Specific Spinal Issues and Their Impact
Various spinal problems can directly or indirectly contribute to constipation by interfering with nerve signals to the colon. A herniated disc can compress or irritate nerves of the spinal cord, disrupting signals that regulate bowel movements. This is especially impactful when it affects nerves in the lumbar region that control bowel function. Large disc herniations, particularly in the lower back, may lead to constipation.
Spinal cord injury (SCI) frequently results in bowel dysfunction, including constipation. The severity and location of the injury dictate the specific bowel problems. For instance, injuries above the T11/T12 level can cause spasticity in rectal and sphincter muscles, leading to stool retention and constipation. Conversely, injuries at or below T11/T12 may result in flaccid muscles and slower stool propulsion, also contributing to constipation. In both cases, the normal transit time of food through the colon is prolonged, leading to drier, harder stools.
Spinal stenosis can affect bowel movements by compressing the nerves that control bowel function. This narrowing can irritate or pinch the spinal cord or the nerve roots branching off it. Severe cases or those involving cauda equina injury can impact the smooth muscles of the bowel. Spondylolisthesis, where one vertebra slips forward over another, can similarly lead to nerve compression and bowel issues.
Cauda equina syndrome (CES) is a condition where the bundle of nerves at the lower end of the spinal cord (the cauda equina) becomes compressed. These nerves are responsible for sensation and control of movement in the lower body, including bowel function. Compression of these nerves can severely impair their ability to function, resulting in symptoms like severe constipation, loss of sensation around the anus, and difficulty controlling bowel movements. This condition is considered a medical emergency due to the potential for permanent nerve damage if untreated. Reduced physical activity due to spinal pain can also indirectly contribute to constipation, as movement helps stimulate the digestive system.

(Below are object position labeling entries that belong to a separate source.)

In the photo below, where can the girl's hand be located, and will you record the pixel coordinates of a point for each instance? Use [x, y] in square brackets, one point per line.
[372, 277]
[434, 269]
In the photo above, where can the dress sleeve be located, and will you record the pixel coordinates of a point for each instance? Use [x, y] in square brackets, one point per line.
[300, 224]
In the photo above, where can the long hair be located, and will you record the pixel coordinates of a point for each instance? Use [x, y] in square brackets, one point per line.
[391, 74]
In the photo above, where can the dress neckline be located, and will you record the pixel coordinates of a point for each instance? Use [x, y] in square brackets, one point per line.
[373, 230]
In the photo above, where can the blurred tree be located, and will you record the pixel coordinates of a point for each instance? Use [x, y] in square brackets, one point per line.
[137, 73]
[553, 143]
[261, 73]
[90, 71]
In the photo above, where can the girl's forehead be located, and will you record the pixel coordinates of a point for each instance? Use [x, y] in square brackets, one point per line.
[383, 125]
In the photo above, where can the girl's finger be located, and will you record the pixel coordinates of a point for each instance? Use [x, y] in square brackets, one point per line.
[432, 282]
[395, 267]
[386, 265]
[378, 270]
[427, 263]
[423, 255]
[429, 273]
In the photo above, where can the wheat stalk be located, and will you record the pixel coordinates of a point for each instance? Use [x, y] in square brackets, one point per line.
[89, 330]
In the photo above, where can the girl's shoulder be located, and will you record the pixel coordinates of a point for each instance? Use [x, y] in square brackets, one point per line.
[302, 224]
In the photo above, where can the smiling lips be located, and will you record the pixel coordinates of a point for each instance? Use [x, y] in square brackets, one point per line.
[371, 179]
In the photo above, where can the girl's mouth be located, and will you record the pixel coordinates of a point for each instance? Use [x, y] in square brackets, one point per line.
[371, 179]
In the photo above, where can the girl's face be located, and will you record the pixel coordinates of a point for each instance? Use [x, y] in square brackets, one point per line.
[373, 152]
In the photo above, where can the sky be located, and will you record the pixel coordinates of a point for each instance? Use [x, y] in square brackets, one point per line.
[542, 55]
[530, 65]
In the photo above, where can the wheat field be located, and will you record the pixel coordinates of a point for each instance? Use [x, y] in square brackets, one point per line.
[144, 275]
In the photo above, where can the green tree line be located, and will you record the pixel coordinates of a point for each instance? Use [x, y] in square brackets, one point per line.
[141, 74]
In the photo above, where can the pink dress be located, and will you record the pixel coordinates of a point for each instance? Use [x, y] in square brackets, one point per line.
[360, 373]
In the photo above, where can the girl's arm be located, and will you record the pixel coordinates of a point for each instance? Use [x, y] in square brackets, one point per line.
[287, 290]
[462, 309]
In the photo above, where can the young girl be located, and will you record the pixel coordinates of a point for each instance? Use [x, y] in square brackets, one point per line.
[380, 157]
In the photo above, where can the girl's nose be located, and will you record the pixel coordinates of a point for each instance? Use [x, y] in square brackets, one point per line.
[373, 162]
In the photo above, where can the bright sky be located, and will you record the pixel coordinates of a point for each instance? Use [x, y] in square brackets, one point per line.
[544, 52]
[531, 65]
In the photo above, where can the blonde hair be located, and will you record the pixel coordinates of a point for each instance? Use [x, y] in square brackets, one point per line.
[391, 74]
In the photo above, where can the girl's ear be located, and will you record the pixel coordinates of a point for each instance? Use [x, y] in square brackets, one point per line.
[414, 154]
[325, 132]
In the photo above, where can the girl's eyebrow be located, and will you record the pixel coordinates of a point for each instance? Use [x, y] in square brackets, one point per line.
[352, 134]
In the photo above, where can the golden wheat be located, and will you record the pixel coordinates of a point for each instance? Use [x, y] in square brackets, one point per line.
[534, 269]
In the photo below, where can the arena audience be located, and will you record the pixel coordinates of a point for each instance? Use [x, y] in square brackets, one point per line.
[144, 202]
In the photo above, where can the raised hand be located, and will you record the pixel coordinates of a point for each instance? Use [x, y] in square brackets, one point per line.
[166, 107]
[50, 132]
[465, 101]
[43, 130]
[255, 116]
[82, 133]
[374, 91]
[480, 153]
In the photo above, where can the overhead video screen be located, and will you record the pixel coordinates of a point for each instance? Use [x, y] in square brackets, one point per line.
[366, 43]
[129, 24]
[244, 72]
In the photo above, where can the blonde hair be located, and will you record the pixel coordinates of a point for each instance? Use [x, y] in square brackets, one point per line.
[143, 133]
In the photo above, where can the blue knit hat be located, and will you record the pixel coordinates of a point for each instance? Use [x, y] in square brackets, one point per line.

Beyond the Spine: Other Causes and Next Steps
Constipation is a common issue with a variety of causes beyond spinal problems. Dietary factors, such as insufficient fiber intake, and inadequate hydration are common contributors. A lack of physical activity can also slow down the digestive system. Certain medications, including some pain relievers (opioids), antidepressants, and iron supplements, are known to have constipation as a side effect.
Other medical conditions can also lead to constipation, such as irritable bowel syndrome (IBS), an underactive thyroid (hypothyroidism), or diabetes. Changes in daily routine, travel, stress, or even ignoring the urge to have a bowel movement can also play a role. Given the diverse origins of constipation, it is important to seek proper diagnosis from a healthcare professional if it becomes persistent or severe.
A doctor will begin by reviewing medical and family history and performing a physical examination, which may include checking for abdominal tenderness or a rectal exam. Depending on the symptoms and initial findings, further diagnostic tests might be ordered. These can include blood, stool, and urine tests to rule out other conditions, along with imaging tests like X-rays, CT scans, or MRI to visualize the spine and digestive tract. Bowel function tests, such as colorectal transit studies or anorectal manometry, may also be used to assess stool movement and anal sphincter function. Consulting a doctor is especially important if constipation is accompanied by severe back pain, neurological symptoms like numbness or weakness, or changes in bladder control, as these could signal a more serious underlying spinal condition.